Pemkab Nagekeo Canangkan Tahun Optimalisasi PAD, Targetkan Rp 59,28 Miliar pada 2026
January 19, 2026 10:47 PM

TRIBUNFLORES.COM, MBAY - Pemerintah Kabupaten Nagekeo mencanangkan tahun 2026 sebagai tahun Optimalisasi Pendapatan Asli Daerah (PAD) melalui kegiatan launching yang digelar di Aula VIP Kantor Bupati Nagekeo, Senin (19/1/2026). 

Kegiatan ini diselenggarakan oleh Badan Keuangan Daerah Kabupaten Nagekeo sebagai langkah strategis memperkuat kemandirian fiskal daerah .

Launching tersebut menjadi momentum awal untuk membangun komitmen bersama seluruh pemangku kepentingan, mulai dari perangkat daerah, instansi vertikal, dunia usaha, hingga masyarakat, dalam mengoptimalkan pengelolaan dan peningkatan PAD secara efektif, transparan, dan berkelanjutan .

Pada tahun anggaran 2026, PAD Kabupaten Nagekeo ditargetkan sebesar Rp 59,28 miliar. Target tersebut bersumber dari pajak daerah, retribusi daerah, hasil pengelolaan kekayaan daerah yang dipisahkan, serta lain-lain PAD yang sah, termasuk kontribusi signifikan dari Badan Layanan Umum Daerah (BLUD).

Baca juga: Angkat Isu Anak, Tulisan Wartawan Nagekeo Masuk Nominasi Terbaik Lomba Jurnalistik Komnas Perempuan

Strategi Optimalisasi

Pajak daerah ditargetkan mencapai Rp 14,27 miliar yang berasal dari sembilan jenis pajak, di antaranya PBB-P2, opsen PKB dan BBNKB, BPHTB, serta Pajak Barang dan Jasa Tertentu (PBJT). Sementara itu, retribusi daerah ditargetkan sebesar Rp 4,63 miliar, yang mencakup retribusi jasa umum, jasa usaha, dan perizinan tertentu .

Selain itu, lain-lain PAD yang sah ditargetkan sebesar Rp.36,91 miliar, dengan kontribusi terbesar berasal dari pendapatan BLUD, khususnya RSUD Aeramo dan SPAM. Pemerintah daerah menilai struktur PAD ini masih perlu terus diperkuat agar ketergantungan terhadap pendapatan transfer dapat dikurangi secara bertahap .

Menurut Plt.
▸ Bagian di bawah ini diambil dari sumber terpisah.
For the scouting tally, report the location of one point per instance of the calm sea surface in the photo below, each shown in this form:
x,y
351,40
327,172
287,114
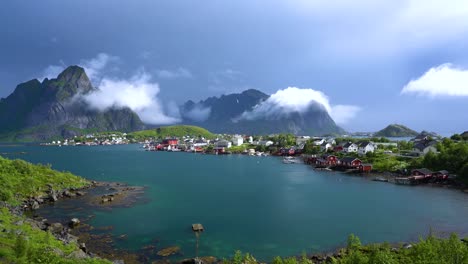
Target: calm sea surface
x,y
254,204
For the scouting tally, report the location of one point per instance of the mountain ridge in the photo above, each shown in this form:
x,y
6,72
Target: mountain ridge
x,y
396,130
225,116
38,111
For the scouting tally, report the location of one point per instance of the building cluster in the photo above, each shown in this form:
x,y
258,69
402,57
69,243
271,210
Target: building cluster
x,y
92,140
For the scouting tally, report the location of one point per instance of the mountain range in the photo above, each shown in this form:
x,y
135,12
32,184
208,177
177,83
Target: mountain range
x,y
230,114
42,110
54,108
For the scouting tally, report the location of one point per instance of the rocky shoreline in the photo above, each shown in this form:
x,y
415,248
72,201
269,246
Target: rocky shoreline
x,y
98,242
102,194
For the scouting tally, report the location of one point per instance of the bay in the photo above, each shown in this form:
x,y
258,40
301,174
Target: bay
x,y
253,204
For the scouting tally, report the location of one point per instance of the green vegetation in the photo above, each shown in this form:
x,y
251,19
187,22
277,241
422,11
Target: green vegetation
x,y
20,180
383,162
396,130
241,148
452,156
458,137
171,131
21,243
431,250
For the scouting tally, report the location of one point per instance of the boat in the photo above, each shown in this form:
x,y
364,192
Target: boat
x,y
291,160
381,179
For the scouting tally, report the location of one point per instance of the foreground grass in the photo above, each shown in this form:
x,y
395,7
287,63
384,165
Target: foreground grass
x,y
20,242
431,250
20,180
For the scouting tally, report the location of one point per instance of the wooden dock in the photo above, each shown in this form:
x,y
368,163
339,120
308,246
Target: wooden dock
x,y
197,228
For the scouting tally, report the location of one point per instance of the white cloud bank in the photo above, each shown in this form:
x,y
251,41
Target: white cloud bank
x,y
293,99
443,80
198,113
138,93
178,73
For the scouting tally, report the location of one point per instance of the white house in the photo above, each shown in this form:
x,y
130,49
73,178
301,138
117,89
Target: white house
x,y
318,141
422,148
237,140
200,143
223,144
350,147
266,143
365,146
302,140
325,146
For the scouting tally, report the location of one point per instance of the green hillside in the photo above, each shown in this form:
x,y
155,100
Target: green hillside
x,y
171,131
20,180
396,130
21,241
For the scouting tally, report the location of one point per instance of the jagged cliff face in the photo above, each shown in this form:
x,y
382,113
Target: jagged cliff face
x,y
225,111
38,111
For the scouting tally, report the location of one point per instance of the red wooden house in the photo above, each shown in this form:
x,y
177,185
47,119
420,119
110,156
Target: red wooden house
x,y
338,149
364,167
170,142
321,162
422,172
331,159
350,162
441,175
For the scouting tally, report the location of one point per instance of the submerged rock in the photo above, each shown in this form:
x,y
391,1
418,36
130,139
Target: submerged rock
x,y
74,222
169,251
55,228
78,255
34,205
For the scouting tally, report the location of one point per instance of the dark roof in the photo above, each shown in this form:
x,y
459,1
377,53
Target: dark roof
x,y
363,144
349,159
422,145
423,171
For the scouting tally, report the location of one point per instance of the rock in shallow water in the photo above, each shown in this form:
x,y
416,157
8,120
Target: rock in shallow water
x,y
169,251
74,222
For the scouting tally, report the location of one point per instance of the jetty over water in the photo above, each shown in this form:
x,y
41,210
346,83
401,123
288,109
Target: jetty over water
x,y
197,228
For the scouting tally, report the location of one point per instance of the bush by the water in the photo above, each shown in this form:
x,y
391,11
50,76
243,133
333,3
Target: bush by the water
x,y
20,179
431,250
21,243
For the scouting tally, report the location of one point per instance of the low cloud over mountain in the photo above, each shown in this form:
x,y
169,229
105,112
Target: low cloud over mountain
x,y
297,100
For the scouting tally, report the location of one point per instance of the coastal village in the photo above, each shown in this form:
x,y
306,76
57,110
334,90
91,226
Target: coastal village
x,y
347,154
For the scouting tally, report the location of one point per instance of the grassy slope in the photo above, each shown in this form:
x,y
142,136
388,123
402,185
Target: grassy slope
x,y
172,131
396,130
20,180
19,241
430,250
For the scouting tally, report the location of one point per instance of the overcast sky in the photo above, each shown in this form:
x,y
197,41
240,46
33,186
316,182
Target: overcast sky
x,y
374,62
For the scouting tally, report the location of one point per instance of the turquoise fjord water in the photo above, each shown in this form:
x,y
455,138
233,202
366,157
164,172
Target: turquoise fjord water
x,y
254,204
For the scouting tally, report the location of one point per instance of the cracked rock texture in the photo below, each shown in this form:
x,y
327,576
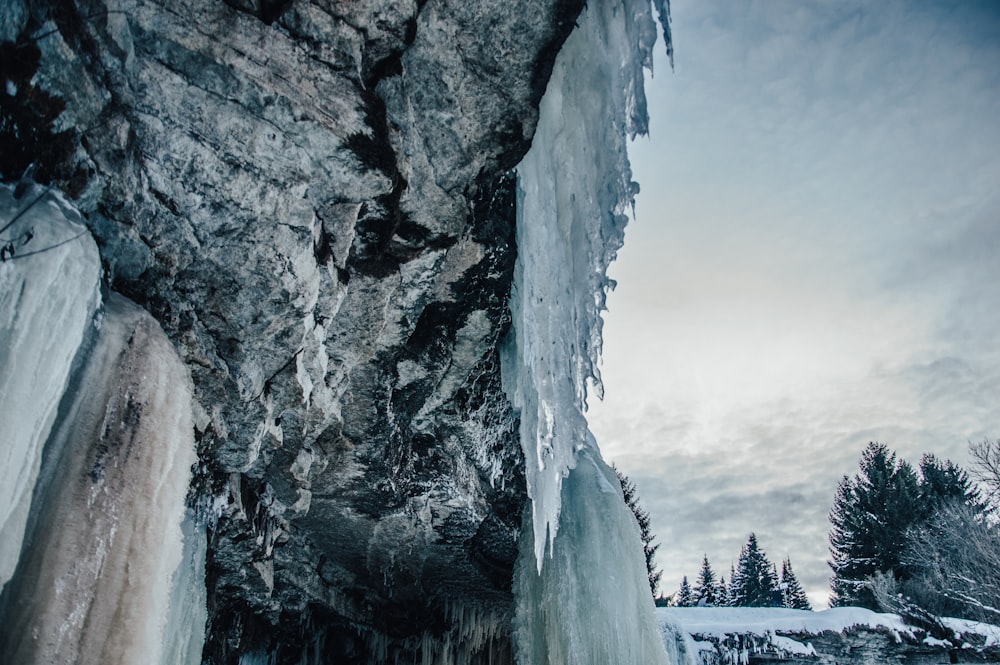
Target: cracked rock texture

Kepala Badan Keuangan Daerah, Hildegardis Muta Kasi, dalam rangka mencapai target tersebut, Pemkab Nagekeo telah menyiapkan berbagai strategi optimalisasi, antara lain peningkatan edukasi dan kesadaran masyarakat dalam membayar pajak dan retribusi, integrasi data antar perangkat daerah, penyesuaian regulasi sesuai Undang-Undang Nomor 1 Tahun 2022, serta percepatan digitalisasi sistem pemungutan pendapatan daerah.

"Pemerintah daerah juga akan melakukan intensifikasi dan ekstensifikasi pendapatan, termasuk penataan database objek pajak PBB melalui pemetaan digital berbasis drone, peningkatan pelayanan publik, serta penguatan transparansi dan akuntabilitas pengelolaan BLUD,"kata Hildegardis. 
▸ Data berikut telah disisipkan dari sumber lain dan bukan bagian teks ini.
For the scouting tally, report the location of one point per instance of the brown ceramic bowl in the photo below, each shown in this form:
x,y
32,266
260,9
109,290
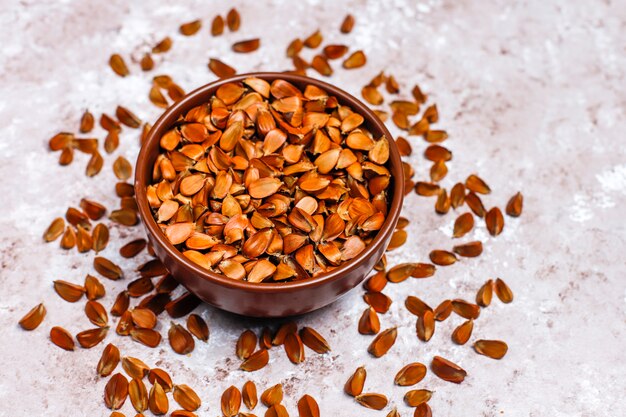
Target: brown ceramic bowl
x,y
265,299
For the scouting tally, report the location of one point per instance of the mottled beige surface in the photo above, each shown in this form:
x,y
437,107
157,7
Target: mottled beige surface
x,y
532,94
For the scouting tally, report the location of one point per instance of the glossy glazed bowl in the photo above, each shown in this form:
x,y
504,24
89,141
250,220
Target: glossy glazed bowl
x,y
266,299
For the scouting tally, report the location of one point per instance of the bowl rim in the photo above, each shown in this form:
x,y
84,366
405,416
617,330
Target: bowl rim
x,y
189,101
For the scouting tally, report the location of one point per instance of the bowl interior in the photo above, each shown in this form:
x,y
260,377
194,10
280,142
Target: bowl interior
x,y
150,150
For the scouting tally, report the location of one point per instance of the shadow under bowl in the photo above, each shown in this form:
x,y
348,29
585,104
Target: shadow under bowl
x,y
266,299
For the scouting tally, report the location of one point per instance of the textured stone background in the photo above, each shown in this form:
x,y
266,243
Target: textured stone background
x,y
532,94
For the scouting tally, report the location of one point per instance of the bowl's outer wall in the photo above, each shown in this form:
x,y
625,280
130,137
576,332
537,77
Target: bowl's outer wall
x,y
264,300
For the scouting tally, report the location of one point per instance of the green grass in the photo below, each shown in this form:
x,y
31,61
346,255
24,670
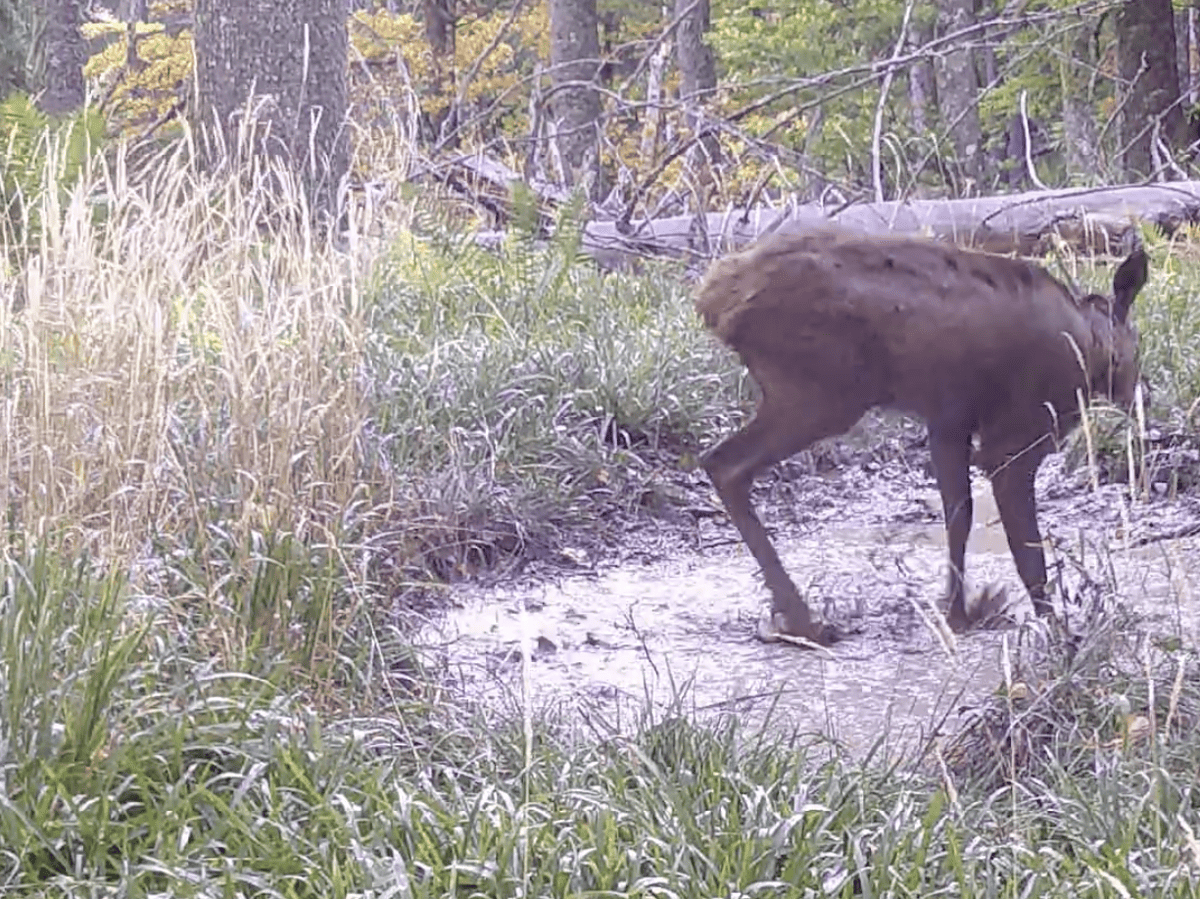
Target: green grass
x,y
132,766
227,451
Kegiatan launching ini dihadiri oleh Sekretaris Daerah Kabupaten Nagekeo, para asisten Sekda, kepala perangkat daerah, camat, pimpinan instansi vertikal, perbankan, serta para notaris. 

Hasil utama kegiatan ini adalah terbangunnya komitmen bersama untuk mendukung peningkatan PAD sebagai fondasi pembiayaan pembangunan dan pelayanan publik di Kabupaten Nagekeo .

Dengan pencanangan Tahun Optimalisasi PAD ini, Pemerintah Kabupaten Nagekeo berharap dapat mewujudkan kemandirian fiskal daerah yang lebih kuat guna menunjang pembangunan berkelanjutan dan peningkatan kesejahteraan masyarakat.

Sementara itu, Wakil Bupati Nagekeo, Gonzalo Muga Sada, mengatakan sekarang semuanya dimasukan dalam dana inpres sehingga, hanya ada satu yang paling pasti yakni PAD. 

"Kita akan lampaui itu kalo kita merapikan beberapa hal. Ini tidak sekedar seremonial saya sangat serius mengawal ini.nanti saya sampaikan beberapa langkah konkrit. Target kita intensifikasi dan ekstensifikasi. Oleh karena itu kita butuh kerja sama. Utang kendaraan kita paling besar, ada yang tunggak pajak sampai 6 tahun. Begitupun dengan aset makanya badan pertanahan kita libatkan," pungkas Muga Sada.